Use the R ggplot2
package to generate the requested plots in the .Rmd
file located on compbio
here: /data/hwheeler/R_exercises/R_Plotting_Exercises.Rmd
. Turn in both your .Rmd
and rendered (‘knitted’) .html
document to Sakai. Remember, you can embed and run Python code in R markdown, too (this will be useful for the FASTQ problems). See an example .Rmd
file on compbio
here: /data/hwheeler/R_exercises/R_Markdown_Examples.Rmd
and the rendered .html
here.
1. (0.5 pt) Within the ggplot2
library, a small data.frame called ChickWeight
is included. Print out the first six rows of this data.frame and the summary statistics describing the data.frame. Make a scatterplot comparing the Time variable (x-axis) to the weight variable (y-axis). Label the x-axis “Time (days)” and the y-axis “Weight (grams)”.
2. (0.5 pt) To your plot from problem 1, color the points according to the diet
variable.
3. (0.5 pt) To your plot from problem 2, add lines connecting the data points from individual chicks. Continue to color by diet, but choose a different color scheme than what you used in problem 2.
4. (0.5 pt) To your plot from problem 2, add a smoothing line through each set of Diet
points (one line for each diet) and change the point shape to open circles.
5. (0.5 pt) Make a density plot of weight
, colored according to Diet
, and faceted by Time
. Make sure each time point is readable, you may need to allow each mini-plot to have a different scale.
6. (0.5 pt) Using just the data from the final time point, generate a publication-quality plot of your choice that you feel best represents the differences in weight obseved among the diets. Title your plot appropriately and clearly label axes. Have fun with color and themes, but keep it professional.
7. (1 pt) Rosalind Problem 19 describes base quality distribution and shows examples of good data and bad data:
Starting with the FASTQ file in /data/hwheeler/R_exercises/plotting.fastq
on compbio.cs.luc.edu
, generate a box plot like those shown above using ggplot2
, with base position on the x-axis and phred score on the y-axis. Make sure you label your axes. You do not need to color the figure or include a smoothing line like the examples above. Embed your code and plot below.
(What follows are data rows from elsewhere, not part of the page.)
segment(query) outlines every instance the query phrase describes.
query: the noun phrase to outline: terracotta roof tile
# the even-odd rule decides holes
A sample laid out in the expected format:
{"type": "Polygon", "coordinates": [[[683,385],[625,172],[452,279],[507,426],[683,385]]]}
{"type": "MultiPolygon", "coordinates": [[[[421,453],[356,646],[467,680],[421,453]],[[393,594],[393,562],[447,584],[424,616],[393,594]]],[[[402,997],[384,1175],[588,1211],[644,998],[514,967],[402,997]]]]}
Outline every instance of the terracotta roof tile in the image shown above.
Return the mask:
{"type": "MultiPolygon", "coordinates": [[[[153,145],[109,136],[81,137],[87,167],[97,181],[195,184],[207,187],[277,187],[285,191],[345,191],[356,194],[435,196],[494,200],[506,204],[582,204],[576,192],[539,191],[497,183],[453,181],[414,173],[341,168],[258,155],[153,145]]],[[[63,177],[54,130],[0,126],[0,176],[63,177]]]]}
Hint: make an intermediate file of phred scores by position using Biopython and then read in with R. You may find the melt
function from the reshape2
R package useful.
8. (0.5 pt) Rosalind Problem 17 describes read quality distribution and shows examples of good data and bad data:
Using the same FASTQ file as problem 7, calculate the mean phred scores per read and generate a density plot like those shown above, but more legible, using the R package ggplot2
. You should make the font size larger and you do not need to include the “Average Quality per read” box. Label the x-axis ‘Mean Read Quality (Phred Score)’ and the y-axis ‘Read Count’. Feel free to experiment with color and theme, but aim for a publication quality figure. Embed your code and plot below.
9. (0.5 pt) Comment on the quality of the sequencing reads from *.fastq
. Is the data usable? What should you do next?